Supporters of the president carried banners warning that the opposition was trying to destabilize Yemen.

Mohammed al-Sabri, a spokesman for a coalition of opposition group, said hundreds of thousands took to the streets Thursday. He said the opposition is ready to engage in a dialogue with the president, but want concrete proposals for change, he said.

"We welcome this decision, but if the people want the president to leave, we will adopt their demand," al-Sabri said. "We have had political demands which we discussed with the regime for the past three years, but unfortunately failed."

He said peaceful protests would continue for the next three months.

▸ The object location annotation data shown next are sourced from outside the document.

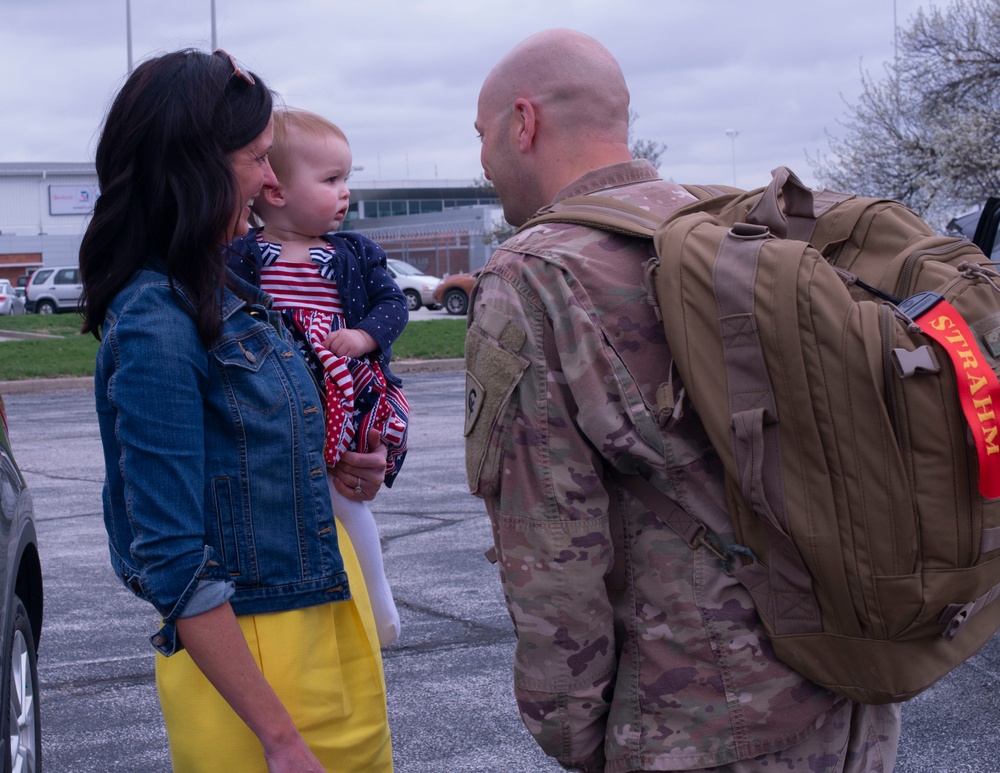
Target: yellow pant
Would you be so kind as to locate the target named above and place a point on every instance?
(325, 665)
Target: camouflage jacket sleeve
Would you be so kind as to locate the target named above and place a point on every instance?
(548, 405)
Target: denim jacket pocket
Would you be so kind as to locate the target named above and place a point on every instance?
(246, 362)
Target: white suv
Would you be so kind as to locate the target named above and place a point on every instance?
(416, 285)
(52, 290)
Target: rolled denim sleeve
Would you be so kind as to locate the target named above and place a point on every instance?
(152, 371)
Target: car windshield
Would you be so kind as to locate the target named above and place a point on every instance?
(401, 267)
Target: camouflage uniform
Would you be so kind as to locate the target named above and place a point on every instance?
(656, 660)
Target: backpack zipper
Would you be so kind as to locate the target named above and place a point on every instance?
(887, 322)
(903, 289)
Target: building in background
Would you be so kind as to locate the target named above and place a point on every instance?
(439, 226)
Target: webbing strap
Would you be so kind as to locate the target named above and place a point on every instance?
(802, 206)
(786, 592)
(978, 387)
(991, 539)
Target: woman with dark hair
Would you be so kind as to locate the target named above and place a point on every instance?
(215, 499)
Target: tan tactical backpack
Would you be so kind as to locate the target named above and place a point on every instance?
(843, 359)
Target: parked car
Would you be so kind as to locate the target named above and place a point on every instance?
(20, 616)
(453, 292)
(52, 290)
(10, 301)
(418, 286)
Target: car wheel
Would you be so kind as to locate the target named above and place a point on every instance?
(23, 728)
(456, 302)
(412, 299)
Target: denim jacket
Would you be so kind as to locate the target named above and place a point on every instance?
(215, 484)
(370, 297)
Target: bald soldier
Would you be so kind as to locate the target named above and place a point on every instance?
(634, 651)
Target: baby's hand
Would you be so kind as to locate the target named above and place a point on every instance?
(350, 343)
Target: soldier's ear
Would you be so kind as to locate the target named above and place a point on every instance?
(524, 124)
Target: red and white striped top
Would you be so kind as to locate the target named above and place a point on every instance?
(300, 286)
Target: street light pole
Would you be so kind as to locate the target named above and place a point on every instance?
(214, 45)
(733, 134)
(128, 32)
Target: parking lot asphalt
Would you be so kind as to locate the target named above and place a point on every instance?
(449, 677)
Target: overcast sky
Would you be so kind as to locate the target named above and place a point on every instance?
(401, 77)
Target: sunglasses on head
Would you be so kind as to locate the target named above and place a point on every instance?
(237, 70)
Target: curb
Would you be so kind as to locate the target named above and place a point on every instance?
(65, 383)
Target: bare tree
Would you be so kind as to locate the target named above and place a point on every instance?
(926, 134)
(651, 150)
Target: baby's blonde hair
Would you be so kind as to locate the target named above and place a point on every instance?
(287, 122)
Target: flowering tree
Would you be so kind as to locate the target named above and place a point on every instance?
(927, 134)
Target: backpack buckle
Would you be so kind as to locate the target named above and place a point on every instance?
(699, 538)
(958, 621)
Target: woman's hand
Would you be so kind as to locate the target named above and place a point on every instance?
(359, 476)
(293, 758)
(216, 644)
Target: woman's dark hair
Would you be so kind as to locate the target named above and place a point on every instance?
(167, 189)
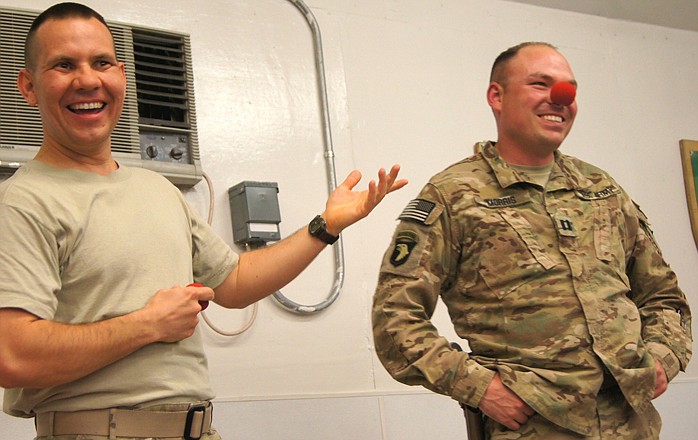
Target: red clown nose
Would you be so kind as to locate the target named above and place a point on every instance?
(563, 93)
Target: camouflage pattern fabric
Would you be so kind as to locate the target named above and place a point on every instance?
(561, 291)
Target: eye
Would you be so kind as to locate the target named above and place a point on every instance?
(63, 65)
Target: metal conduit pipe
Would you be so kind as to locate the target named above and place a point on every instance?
(284, 302)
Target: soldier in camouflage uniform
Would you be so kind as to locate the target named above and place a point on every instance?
(546, 266)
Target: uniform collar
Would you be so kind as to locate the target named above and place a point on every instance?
(564, 175)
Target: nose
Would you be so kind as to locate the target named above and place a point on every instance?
(86, 78)
(563, 93)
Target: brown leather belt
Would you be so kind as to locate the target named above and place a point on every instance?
(189, 424)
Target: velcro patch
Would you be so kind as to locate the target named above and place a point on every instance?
(404, 244)
(598, 195)
(418, 210)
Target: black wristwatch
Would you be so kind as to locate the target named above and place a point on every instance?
(318, 229)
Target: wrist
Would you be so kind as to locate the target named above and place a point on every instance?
(318, 228)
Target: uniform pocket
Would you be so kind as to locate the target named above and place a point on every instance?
(514, 256)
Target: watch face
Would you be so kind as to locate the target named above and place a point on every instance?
(317, 225)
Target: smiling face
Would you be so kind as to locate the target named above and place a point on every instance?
(79, 87)
(530, 126)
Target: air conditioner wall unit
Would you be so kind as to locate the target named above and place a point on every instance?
(157, 129)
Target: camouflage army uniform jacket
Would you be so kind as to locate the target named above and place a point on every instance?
(560, 290)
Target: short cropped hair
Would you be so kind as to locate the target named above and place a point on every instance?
(59, 11)
(498, 72)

The United States has taken a sharp tone on Egypt, urging Mubarak to move swiftly to meet the demand for democratic reform. But it cautiously praised reform pledges in Yemen. State Department spokesman P.J. Crowley on Wednesday welcomed Saleh's "positive statements."

Saleh is seen as a weak but increasingly important partner of the United States, allowing American drone strikes on al-Qaida targets and stepping up counterterrorism cooperation.

In Brussels, Yemen's foreign minister, Abu Bakr al-Qirbi, warned that interference from outside countries - he mentioned Iraq, Afghanistan or Pakistan - would be counterproductive.

He said frustration of the young generation was widespread across the Arab world, including in his country. "I think the frustrations of younger generations are universal in the Arab world," al-Qirbi told The Associated Press in Brussels, where he had come to seek development aid.

However, he said Yemen's government never severed contacts with opposition parties and civil groups, and for that reason it was better placed to hold a constructive internal dialogue than other countries in the Middle East.

In Yemen, where the population is overwhelmingly very young, unemployment is 35 percent and poverty is endemic. About 40 percent of the population lives on less than $2 (euro1.45) a day.

Saleh's government controls little of the impoverished country beyond the capital; it is facing a serious challenge from a secessionist movement in the south and a rebellion in the north.

The U.S.-born radical cleric Anwar al-Awlaki, thought to be hiding in Yemen, is believed to have inspired and even plotted or helped coordinate recent attacks on the U.S. Those include the failed Christmas Day 2009 bombing of a Detroit-bound airliner and the unsuccessful plot to send mail bombs on planes from Yemen to the U.S. in October.

Al-Awlaki also is believed to have inspired the deadly 2009 shooting rampage at Fort Hood, Texas, and had ties to some of the 9/11 hijackers.

In Thursday's marches, thousands of anti-government protesters also took to the streets in the city of Aden. They defied security forces and armored personnel carriers that tried to close the main streets to prevent them from gathering.

Protesters there shouted: "People want the downfall of the regime, the downfall of the president."

All big shops in Sanaa and Aden closed their doors and major companies hired guards to protect against possible looting.

Protesters also scuffled with security forces in the town of Jaar in the southern province of Abyan, where al-Qaida militants have been active.